Veja estampa quatro de dezenas de presos na “Operação Lava Jato”


Veja estampa quatro de dezenas de presos na “Operação Lava Jato”

Veja estampa quatro de dezenas de presos na “Operação Lava Jato”


A Revista Veja, edição 2400 que estará nas bancas neste domingo (16), estampa na capa os rostos de quatro de dezenas dos envolvidas no maior escândalo de corrupção da História do Brasil, o de desvio de dinheiro da Petrobras.
O texto com o título “A Prisão dos Bilionários”, diz que 18 altos executivos, empreiteiros e o homem forte do PT na Petrobras seguiram para a cadeia. Número poderá crescer, já que alguns deverão permanecer presos por até 30 dias, considerando que alguns pedidos de habeas corpus foram negados neste sábado.
Todos os detidos estão em Curitiba, onde a operação começou a tomar forma em março deste ano com a prisão do ex-diretor de abastecimento da Petrobras, Paulo Roberto Costa, que arrastou o doleiro, Alberto Youssef, que também abriu a boca e acabou contribuindo para o sucesso desta sétima etapa da Lava Jato.
Parte do texto da Veja  
“Esse senhor pesadão, bem vestido, puxando uma maleta com algumas mudas de roupa e itens de higiene pessoal, não está se dirigindo a um hangar de jatos executivos para mais uma viagem de negócios. Ele está sendo conduzido por policiais para uma temporada na cadeia. A foto ao lado mostra o engenheiro Ricardo Pessoa, dono da empreiteira UTC, apontado por investigações da Operação Lava- Jato como o “chefe do clube”. Um clube muito exclusivo, diga-se. Dele só podiam fazer parte grandes empresas que aceitassem as regras do jogo de corrupção na Petrobras. Por mais de uma década, os membros desse clube se associaram secretamente a diretores da estatal e a políticos da base aliada do governo para operar um dos maiores esquemas de corrupção já desvendados no Brasil — e, por sua duração, volume de dinheiro e penetração na mais alta hierarquia política do país, talvez um dos maiores do mundo.

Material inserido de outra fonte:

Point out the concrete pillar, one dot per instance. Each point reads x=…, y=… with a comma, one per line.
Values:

Dono de uma holding que controla investimentos bilionários nas áreas industrial, imobiliária, de infraestrutura e de óleo e gás, Pessoa foi trancafiado numa cela da carceragem da Polícia Federal. Ele e outros representantes de grandes empreiteiras que se juntaram para saquear a maior estatal brasileira e, com o dinheiro, sustentar uma milionária rede de propinas que abasteceu a campanha de deputados, senadores e governadores — e, mais grave ainda, segundo declaração do doleiro Alberto Youssef à Justiça, tudo isso teria se passado sob o olhar complacente do ex-presidente Lula e de sua sucessora reeleita, Dilma Rousseff.

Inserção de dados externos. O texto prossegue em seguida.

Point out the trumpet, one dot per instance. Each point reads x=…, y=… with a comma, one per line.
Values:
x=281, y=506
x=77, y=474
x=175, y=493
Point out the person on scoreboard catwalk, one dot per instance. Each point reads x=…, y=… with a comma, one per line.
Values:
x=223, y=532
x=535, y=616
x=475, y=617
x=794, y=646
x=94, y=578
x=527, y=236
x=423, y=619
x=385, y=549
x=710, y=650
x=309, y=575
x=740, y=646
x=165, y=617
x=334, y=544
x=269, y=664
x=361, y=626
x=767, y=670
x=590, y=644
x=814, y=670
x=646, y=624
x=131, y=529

Na ação policial de sexta-feira foram presos dirigentes de empresas que formam entre as maiores e politicamente mais influentes do Brasil: OAS, Camargo Corrêa, Mendes Júnior, Queiroz Galvão, UTC, Engevix, Iesa e Galvão Engenharia. Essas companhias são responsáveis por quase todas as grandes obras do país. Os policiais federais vasculharam as salas das empresas ocupadas pelos suspeitos presos e também suas casas. Embora tendo executivos seus citados por Youssef e Paulo Roberto Costa, o e­­x-diretor da Petrobras preso em março, que está contribuindo nas investigações, não foram alvos das investidas policiais da sexta-feira passada dirigentes de outros dois gigantes do ramo: a Odebrecht e a Andrade Gutierrez. O juiz Sergio Moro recebeu pedido dos procuradores para emitir ordem de prisão contra dois altos executivos da Odebrecht. Negou os dois, mas autorizou uma incursão na sede da empresa em busca de provas.